Blog

New Google Chrome certificate warning

The X.509 certificates used to prove server identity in SSL are changing, and it looks like many site administrators may be caught out due to a confusing error report in the latest browsers. SHA-1 digital signatures in SSL certificates are being phased out, and should be entirely gone by 2016 – but plenty of existing certificates have an expiry date set long afterwards.

The latest version of the Chrome browser displays a minor warning symbol if the website’s certificate relies on a SHA-1 signature, and will last beyond the end of 2016. This is the first of a suite of updates of all browsers to deprecate SHA-1. Google described the warnings and how they will change over time in a blog post, but the short story is that the latest version, Chrome 39, warns about SHA-1 certificates expiring after the end of 2016.

Users are fickle about such warnings, and most sites will want to fix this before Chrome 39 is widely deployed (it was released 2 days ago and automatically updates), as it might discourage purchasers, or users might raise a support request, both of which would likely involve more cost than fixing the SSL configuration.

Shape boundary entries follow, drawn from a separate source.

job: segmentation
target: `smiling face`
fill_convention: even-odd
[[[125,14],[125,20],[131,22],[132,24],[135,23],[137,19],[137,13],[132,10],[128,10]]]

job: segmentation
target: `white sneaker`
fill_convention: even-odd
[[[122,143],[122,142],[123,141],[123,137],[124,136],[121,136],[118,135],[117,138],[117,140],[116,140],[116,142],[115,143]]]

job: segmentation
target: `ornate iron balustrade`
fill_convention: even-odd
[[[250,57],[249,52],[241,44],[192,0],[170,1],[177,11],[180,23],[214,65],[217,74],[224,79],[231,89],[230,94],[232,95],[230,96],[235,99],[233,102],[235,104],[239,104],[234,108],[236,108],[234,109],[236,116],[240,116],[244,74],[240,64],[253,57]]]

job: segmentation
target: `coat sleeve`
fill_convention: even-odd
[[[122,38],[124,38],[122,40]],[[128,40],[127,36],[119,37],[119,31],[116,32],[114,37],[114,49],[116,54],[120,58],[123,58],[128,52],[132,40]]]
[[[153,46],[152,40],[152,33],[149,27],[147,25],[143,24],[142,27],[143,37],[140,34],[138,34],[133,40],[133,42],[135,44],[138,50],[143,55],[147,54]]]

In most cases you just need to get the certificate reissued, which will usually be free of charge from your current certificate provider.

How to tell you need a new certificate?

All the testing tools I tried gave wrong answers (saying the certificate was fine), or incomprehensible (to normal people) answers, so I suggest you get your web server administrator to try ensure they have Chrome 39 or grab the Chrome beta version if it isn’t updating, and test the site carefully. Even recent tests using Chrome 38 won’t show the additional warnings.

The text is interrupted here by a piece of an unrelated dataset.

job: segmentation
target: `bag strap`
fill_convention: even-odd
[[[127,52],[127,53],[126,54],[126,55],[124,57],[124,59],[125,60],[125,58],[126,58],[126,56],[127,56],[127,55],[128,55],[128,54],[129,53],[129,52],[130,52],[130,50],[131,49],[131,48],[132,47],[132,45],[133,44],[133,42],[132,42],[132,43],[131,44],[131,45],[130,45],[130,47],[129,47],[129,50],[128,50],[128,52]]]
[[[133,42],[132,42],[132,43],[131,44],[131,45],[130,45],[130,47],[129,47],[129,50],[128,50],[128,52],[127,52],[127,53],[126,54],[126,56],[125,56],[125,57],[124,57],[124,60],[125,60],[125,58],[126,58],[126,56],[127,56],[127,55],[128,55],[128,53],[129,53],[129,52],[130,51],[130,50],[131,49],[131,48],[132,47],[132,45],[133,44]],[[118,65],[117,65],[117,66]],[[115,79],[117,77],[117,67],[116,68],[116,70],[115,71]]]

Here is an example warning from Chrome 39 beta showing what users will see if your certificate is wrong.

Chrome 39 warning says - the site is using outdated security settings that may prevent future versions of Chrome from being able to safely access it

 

Catching the various SSL sunset issues early can save a considerable amount of heartache later – and this heartache translates directly into effective downtime and real costs. Testing with beta browsers before they’re released can highlight upcoming problems early.